Surabaya (ANTARA) - Tim Hukum Pasangan Cawali-Cawawali Surabaya Eri Cahyadi dan Armuji (Erji) menganggap permintaan paslon Machfud Arifin dan Mujiaman (Maju) untuk melakukan pemungutan suara ulang Pilkada 2020 di seluruh wilayah Kota Surabaya tidak berdasar.
"Petitum (tuntutan) pemohon (Machfud-Mujiaman) pada sidang sengketa pilkada di Mahkamah Konstitusi, Selasa (26/1), kami nilai sangat tidak berdasar, tidak memenuhi kaidah hukum, dan tidak masuk akal," ujar kuasa hukum Eri-Armuji, Arif Budi Santoso di Surabaya, Rabu.
Arif mengatakan, dalam petitumnya Machfud-Mujiaman tidak menerangkan tentang perselisihan hasil perolehan sebagai objek perkara yang semestinya menjadi syarat formil permohonan sengketa pilkada di MK.
"Di petitum mereka sama sekali tidak mendalilkan perselisihan hasil perolehan suara dengan pihak terkait yaitu Eri-Armuji. Di dalamnya juga tidak ada argumentasi tentang kesalahan penghitungan suara yang ditetapkan oleh termohon yaitu KPU, dan tidak ada hasil penghitungan suara yang benar menurut pemohon sebenarnya berapa, tidak dijelaskan sama sekali," kata Arif.
Dengan demikian, lanjut dia, patut dipertanyakan gugatan ke MK dilayangkan oleh Machfud-Mujiaman hanya karena kalah dalam pilkada, bukan karena terkait pelanggaran maupun kesalahan mulai pemungutan hingga penghitungan suara.
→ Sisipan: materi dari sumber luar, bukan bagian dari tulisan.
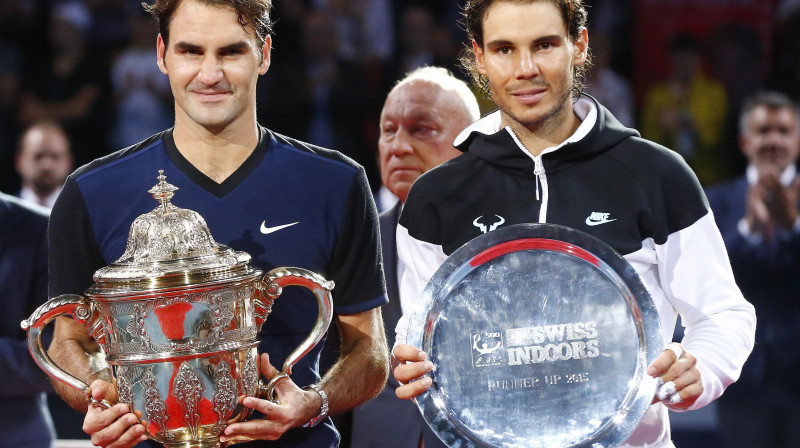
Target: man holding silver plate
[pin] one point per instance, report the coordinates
(550, 261)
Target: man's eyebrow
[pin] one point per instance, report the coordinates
(498, 43)
(185, 46)
(503, 42)
(231, 48)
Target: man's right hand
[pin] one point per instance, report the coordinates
(411, 364)
(115, 427)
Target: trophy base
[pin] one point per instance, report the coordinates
(194, 444)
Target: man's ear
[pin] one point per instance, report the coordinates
(581, 48)
(266, 52)
(478, 50)
(161, 50)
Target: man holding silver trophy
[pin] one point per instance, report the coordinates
(283, 201)
(553, 155)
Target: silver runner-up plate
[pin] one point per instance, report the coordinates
(540, 336)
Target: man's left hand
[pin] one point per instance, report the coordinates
(296, 407)
(680, 382)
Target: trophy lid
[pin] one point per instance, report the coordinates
(169, 247)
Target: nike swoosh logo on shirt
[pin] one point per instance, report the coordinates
(591, 222)
(267, 230)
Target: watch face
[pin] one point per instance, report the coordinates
(540, 336)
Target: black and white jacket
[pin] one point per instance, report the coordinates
(639, 197)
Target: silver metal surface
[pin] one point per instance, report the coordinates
(540, 336)
(178, 317)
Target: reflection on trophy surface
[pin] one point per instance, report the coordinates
(540, 336)
(178, 316)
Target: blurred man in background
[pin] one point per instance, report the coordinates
(757, 215)
(26, 422)
(422, 116)
(43, 162)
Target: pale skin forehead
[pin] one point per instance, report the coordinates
(194, 22)
(41, 136)
(424, 99)
(503, 21)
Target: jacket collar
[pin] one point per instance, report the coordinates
(598, 132)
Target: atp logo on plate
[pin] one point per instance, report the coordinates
(487, 349)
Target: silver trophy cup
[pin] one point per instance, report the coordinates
(178, 316)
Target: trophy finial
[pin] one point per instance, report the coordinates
(163, 191)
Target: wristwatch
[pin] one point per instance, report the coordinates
(323, 409)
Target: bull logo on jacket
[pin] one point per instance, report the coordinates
(477, 223)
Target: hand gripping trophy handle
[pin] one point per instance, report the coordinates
(83, 311)
(273, 283)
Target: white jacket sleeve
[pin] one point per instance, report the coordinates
(697, 279)
(419, 261)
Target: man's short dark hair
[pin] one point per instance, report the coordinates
(249, 12)
(769, 99)
(573, 14)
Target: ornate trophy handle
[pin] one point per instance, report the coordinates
(273, 282)
(83, 311)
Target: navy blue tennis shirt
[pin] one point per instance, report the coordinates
(289, 204)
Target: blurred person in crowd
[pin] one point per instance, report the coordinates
(288, 202)
(364, 28)
(553, 155)
(10, 89)
(757, 215)
(422, 116)
(336, 93)
(26, 421)
(416, 39)
(141, 91)
(71, 86)
(608, 87)
(687, 111)
(43, 162)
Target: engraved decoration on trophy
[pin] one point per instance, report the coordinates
(178, 317)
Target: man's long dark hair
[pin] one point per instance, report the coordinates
(572, 12)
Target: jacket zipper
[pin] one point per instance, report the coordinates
(541, 177)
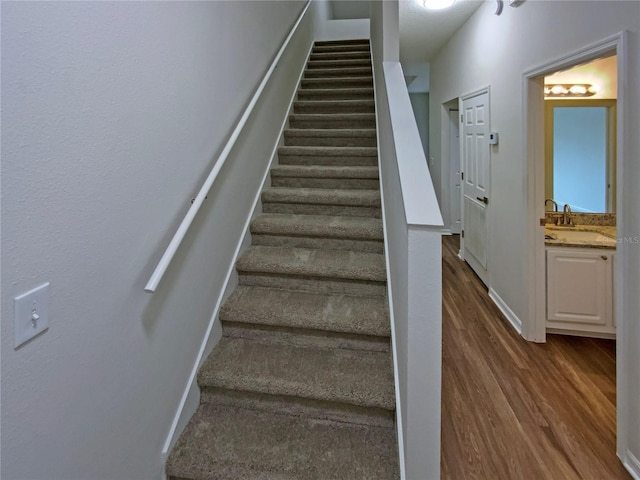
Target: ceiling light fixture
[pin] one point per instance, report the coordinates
(570, 90)
(437, 4)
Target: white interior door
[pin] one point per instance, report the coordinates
(475, 182)
(455, 183)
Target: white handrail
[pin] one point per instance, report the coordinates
(164, 262)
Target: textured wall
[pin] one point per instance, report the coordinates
(112, 114)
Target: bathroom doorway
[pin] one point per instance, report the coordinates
(535, 326)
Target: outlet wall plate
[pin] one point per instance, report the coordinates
(31, 314)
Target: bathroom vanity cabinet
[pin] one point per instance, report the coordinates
(580, 291)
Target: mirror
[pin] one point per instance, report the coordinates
(580, 153)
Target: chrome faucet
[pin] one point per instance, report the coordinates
(566, 215)
(555, 204)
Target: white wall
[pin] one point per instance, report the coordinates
(327, 27)
(413, 247)
(420, 105)
(112, 115)
(495, 51)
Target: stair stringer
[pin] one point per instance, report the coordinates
(190, 399)
(394, 350)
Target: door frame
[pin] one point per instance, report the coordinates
(452, 175)
(534, 326)
(461, 100)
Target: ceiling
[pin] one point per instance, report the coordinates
(422, 32)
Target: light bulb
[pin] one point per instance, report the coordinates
(437, 4)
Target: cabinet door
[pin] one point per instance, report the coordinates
(579, 287)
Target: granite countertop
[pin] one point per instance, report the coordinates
(581, 236)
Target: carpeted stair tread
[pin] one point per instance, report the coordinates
(353, 41)
(334, 106)
(357, 228)
(363, 62)
(329, 82)
(301, 384)
(335, 93)
(332, 120)
(340, 48)
(303, 310)
(331, 132)
(331, 137)
(323, 196)
(328, 151)
(324, 171)
(337, 72)
(340, 56)
(318, 231)
(314, 263)
(227, 443)
(355, 377)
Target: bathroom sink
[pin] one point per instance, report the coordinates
(580, 236)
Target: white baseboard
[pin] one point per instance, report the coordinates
(632, 464)
(191, 395)
(506, 311)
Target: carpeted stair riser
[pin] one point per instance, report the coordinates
(281, 448)
(330, 156)
(334, 106)
(338, 82)
(315, 94)
(338, 72)
(327, 137)
(301, 384)
(333, 120)
(340, 48)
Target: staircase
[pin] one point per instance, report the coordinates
(301, 384)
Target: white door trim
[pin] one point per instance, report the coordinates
(461, 254)
(534, 327)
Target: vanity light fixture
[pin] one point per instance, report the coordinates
(570, 90)
(437, 4)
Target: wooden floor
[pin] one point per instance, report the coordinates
(515, 410)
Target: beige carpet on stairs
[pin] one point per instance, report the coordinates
(301, 385)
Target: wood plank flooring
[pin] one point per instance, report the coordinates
(515, 410)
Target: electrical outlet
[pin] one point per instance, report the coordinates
(31, 312)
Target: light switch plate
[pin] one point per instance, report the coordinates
(31, 312)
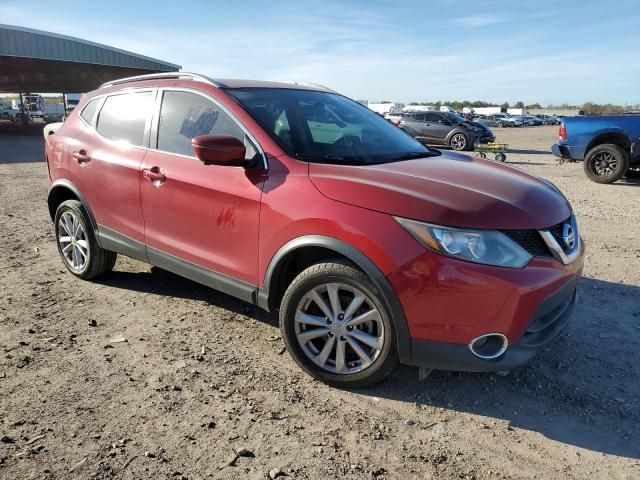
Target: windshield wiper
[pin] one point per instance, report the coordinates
(330, 157)
(415, 155)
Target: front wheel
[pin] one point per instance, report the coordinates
(606, 163)
(77, 244)
(633, 172)
(458, 142)
(336, 326)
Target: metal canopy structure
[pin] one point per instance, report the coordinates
(37, 61)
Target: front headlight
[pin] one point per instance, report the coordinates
(489, 247)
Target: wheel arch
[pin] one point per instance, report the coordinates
(318, 247)
(616, 137)
(62, 190)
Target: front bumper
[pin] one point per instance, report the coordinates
(550, 319)
(448, 303)
(567, 152)
(485, 138)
Arif menambahkan, Machfud-Mujiaman dalam permohonannya juga tidak melakukan bantahan terhadap hasil perhitungan suara yang ditetapkan KPU Surabaya alias pihak termohon. Sesuai hasil rekapitulasi KPU, Eri-Armuji meraup 597.540 suara, sedangkan Machfud-Mujiaman 451.794 suara, dengan total suara sah 1.049.334. Terdapat selisih lebih dari 145.000 suara.
"Mereka sama sekali tidak membantah hasil penghitungan suara. Yang dilakukan hanya menyampaikan contoh-contoh peristiwa yang dipenuhi prasangka, tanpa ada kaitan dan signifikansinya dengan perolehan suara," ujarnya.
Ia juga menyoroti soal tuntutan pemungutan suara ulang di seluruh Surabaya alias pilkada ulang. Padahal, di setiap tingkatan, Machfud-Mujiaman memiliki saksi, mulai tingkat TPS sampai kota.
"Semua tahapan rekapitulasi tidak ada pihak yang menyampaikan keberatan. Jadi mengapa sekarang menuntut?" ujarnya.
Selain itu, kata dia, pihak Machfud-Mujiaman tidak menyampaikan dalil yang jelas, misalnya, mengapa di TPS A sampai Z, harus dilakukan PSU. Termasuk apakah pemohon telah mengajukan keberatan sesuai mekanisme hukum pemilu? dan apakah ada rekomendasi dari pengawas pemilu yang memerintahkan termohon untuk melakukan PSU di seluruh kota? Itu semuanya tidak diuraikan," kata Arif.
Bahkan Bawaslu Surabaya hanya pernah merekomendasikan satu PSU di TPS 46 Kelurahan Kedurus, Karang Pilang, karena kesalahan petugas Kelompok Penyelenggara Pemungutan Suara (KPPS) dalam memberikan nomor ke sejumlah surat suara
"Dengan demikian, jelas bahwa memang antara posita (rumusan dalil) dan petitum pemohon itu tidak nyambung. Jadi ini ada kesan asal menggugat saja, tanpa menyajikan argumentasi yang layak dipertanggungjawabkan," katanya.
Kuasa hukum Machfud-Mujiaman, Veri Junaidi sebelumnya mengatakan selisih suara dalam hasil Pilkada Surabaya 2020 terjadi karena adanya kecurangan yang dilakukan secara terstruktur, sistematis, dan masif (TSM) yang dilakukan oleh paslon Eri-Armuji.
Menurut dia, ada dua garis besar pelanggaran TSM di Pilkada Surabaya yakni keterlibatan Pemkot Surabaya dan Wali Kota Surabaya periode 2015-2020 Tri Rismaharini dan kecurangan secara TSM itu tidak diproses secara benar oleh penyelenggara dan pengawas pemilu.
"Sehingga proses penegakan hukum, dan proses yang semestinya dijalankan tidak dapat menyelesaikan proses penegakan hukum di kasus-kasus tersebut," ujarnya.